France and Germany are no longer desirable locations for manufacturing. Not only because they are fully developed with high standards of living, but in some ways the more important cause is the restrictiveness of government regulation. Leaning more toward socialism, both of these countries have instituted rigid rules intended to protect workers and prevent companies from cutting employees. The required severance packages are so exorbitant that companies consider maintaining a production site that is no longer profitable just to avoid paying the large cost of letting go the employees. This also works the other way, when an employee decides to leave a job he must announce this several months in advance (versus two weeks in the US), significantly reducing the mobility of the workforce. Then there are the rigid safety standards; a good idea on first look, but too costly for the benefit achieved. Couple all of this with high taxes, and there is more to the movement of manufacturing to Asia and Eastern Europe than simply lower wage rates. In many cases the lower wages are cancelled out by a lower level of education and therefore lower productivity. If allowed to compete on a level playing field, the well educated German would fare better against his Low Cost Country counterparts.
So, why am I in France? Innovation has three manufacturing plants and an administrative office in France. Going back to its time as a division of Rockwell, there was an office in Paris for the business that produced window regulators and door modules. Over time this grew to the current sites, with the administrative office joining one of the plants in the tiny town of Sully-sur-Loire (the Loire river runs by the town, “Sully by the Loire”). Located in the Loiret region of central France, a beautiful area of farms and forests, the office seems out of place. Well chosen if you intend to keep a low profile.

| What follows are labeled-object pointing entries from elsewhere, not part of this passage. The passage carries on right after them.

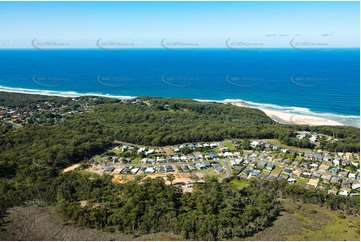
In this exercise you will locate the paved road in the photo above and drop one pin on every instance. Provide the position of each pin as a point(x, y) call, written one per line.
point(225, 165)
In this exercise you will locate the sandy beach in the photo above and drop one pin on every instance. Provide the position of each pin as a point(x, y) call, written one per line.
point(293, 118)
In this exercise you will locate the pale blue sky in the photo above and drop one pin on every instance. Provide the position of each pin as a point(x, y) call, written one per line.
point(207, 23)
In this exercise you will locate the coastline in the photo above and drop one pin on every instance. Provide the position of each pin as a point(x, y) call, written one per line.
point(294, 118)
point(285, 115)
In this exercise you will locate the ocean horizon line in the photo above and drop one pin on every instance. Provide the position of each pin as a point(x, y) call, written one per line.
point(181, 48)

The Sully office is the headquarters for the largest of Innovations business groups. After spending one year in an assignment in business group finance in Detroit for the light vehicle segment, I will spend the next year a bit closer to the product, but in a similar financial analyst role. I am part of the Body Systems group, which produces sunroofs, window regulators, door modules, and door latches. I am looking forward to having a closer view to how industry globalization works and to learn how a Fortune 500 company is split apart.